Bukan. Aku tidak susah tidur semalam. Justru aku dapat tidur lebih nyenyak semalam dibanding hari-hari sebelumnya. Ini dikarenakan Alayya sudah memaafkanku atas insiden memalukan itu. Dan karena maaf itu, aku dapat tidur nyenyak semalam. Sangat sangat nyenyak sampai-sampai aku bangun kesiangan. Sungguh betapa hebatnya kata maaf dari Alayya.

Atau ini karma karena sudah melihat 'benda keramat' milik Alayya? Aku menggeleng-gelengkan kepalaku berusaha menyikirkan pikiran tentang 'itu' dari otakku. Aku dapat melihat Bunda yang tengah tersenyum menenangkan di sampingku.

"Udah, enggak apa-apa. Udah kejadian juga. Lagian ini juga pertama kalinya kan? Asal jangan di biasain aja bangun kesiangan kayak tadi," ucap Bunda.

"Iya Bun. Al janji deh ini terakhir kalinya bangun kesiangan kayak tadi. Lain kali nggak lagi," jawabku sambil tersenyum ke arah bunda.

"Yaudah, sekarang benerin itu penampilannya. Kok kusut gitu mukanya. Nggak cakep lagi entar. Kalo nggak ada cewek yang mau deket sama Al gimana gara-gara kusut gitu mukanya?" Goda Bunda.

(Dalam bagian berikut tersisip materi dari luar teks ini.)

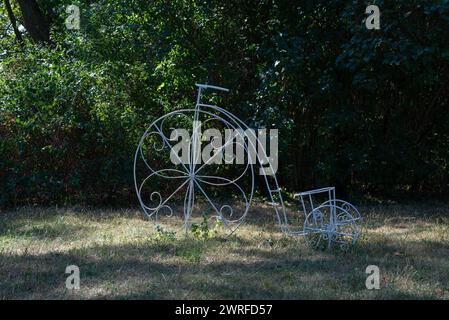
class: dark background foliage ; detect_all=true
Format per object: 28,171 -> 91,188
0,0 -> 449,206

"Iih, Bunda apaan sih?" Pipiku terasa panas mendengar godaan Bunda. Sedangkan Bunda hanya tertawa sambil salah satu tangannya mengusap kepalaku lembut.

Ketika sampai di sekolah, pintu gerbang sudah tertutup rapat. Aku menghela nafas frustasi memikirkan cara agar bisa masuk kedalam.

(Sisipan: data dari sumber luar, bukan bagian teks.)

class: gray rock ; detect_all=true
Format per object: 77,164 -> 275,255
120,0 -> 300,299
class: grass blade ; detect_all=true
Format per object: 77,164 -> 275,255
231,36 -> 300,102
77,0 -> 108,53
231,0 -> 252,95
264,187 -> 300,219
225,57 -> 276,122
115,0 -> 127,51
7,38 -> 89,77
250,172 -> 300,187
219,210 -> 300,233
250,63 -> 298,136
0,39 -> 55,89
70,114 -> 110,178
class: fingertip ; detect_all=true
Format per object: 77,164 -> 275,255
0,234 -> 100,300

"LO!!" Sebuah pekikan yang cukup keras mengagetkanku. Aku menoleh ke samping melihat siapa yang baru saja mengagetkanku. Aku semakin terkejut ketika melihat orang itu. Alayya.

"Eh, ehm. Hai?" Sapaku gugup.

"Lo bisa telat juga ya ternyata? Gue kira lo anak teladan yang selalu dateng sebelum bel bunyi," ucap Alayya dengan mata yang memincing menatapku. Aku yang mendapatkan tatapan seperti itu pun hanya bisa mengusap-usap tengkukku salah tingkah. Sepertinya Alayya tau kalau aku sedang salah tinggah karena ia langsung mengibaskan tangannya di hadapanku.

"Ck. Udah lupain. Lo mau masuk nggak? Kalo iya ikut gue, kalo nggak gue tinggal sekarang," ucapnya lalu berlalu begitu saja.

"Loh, kamu mau kemana? Kita nggak nungguin sampe guru pikit dateng dulu baru bisa masuk?" tanyaku bingung ketika melihat ia justru meninggalkan gerbang.

"Dan nerima resiko dapet hukuman? Lo tau siapa guru piket hari ini?" Ia balik bertanya kepadaku. Aku hanya menggelengkan kepalaku sebagai jawaban.

"Guru fisika paling killer di sekolah ini. Gue nggak tau namanya siapa dan enggak berminat untuk tau. Tapi yang jelas, hukuman dari dia bisa bikin lo langsung mampus," jelasnya lalu melanjutkan langkahnya.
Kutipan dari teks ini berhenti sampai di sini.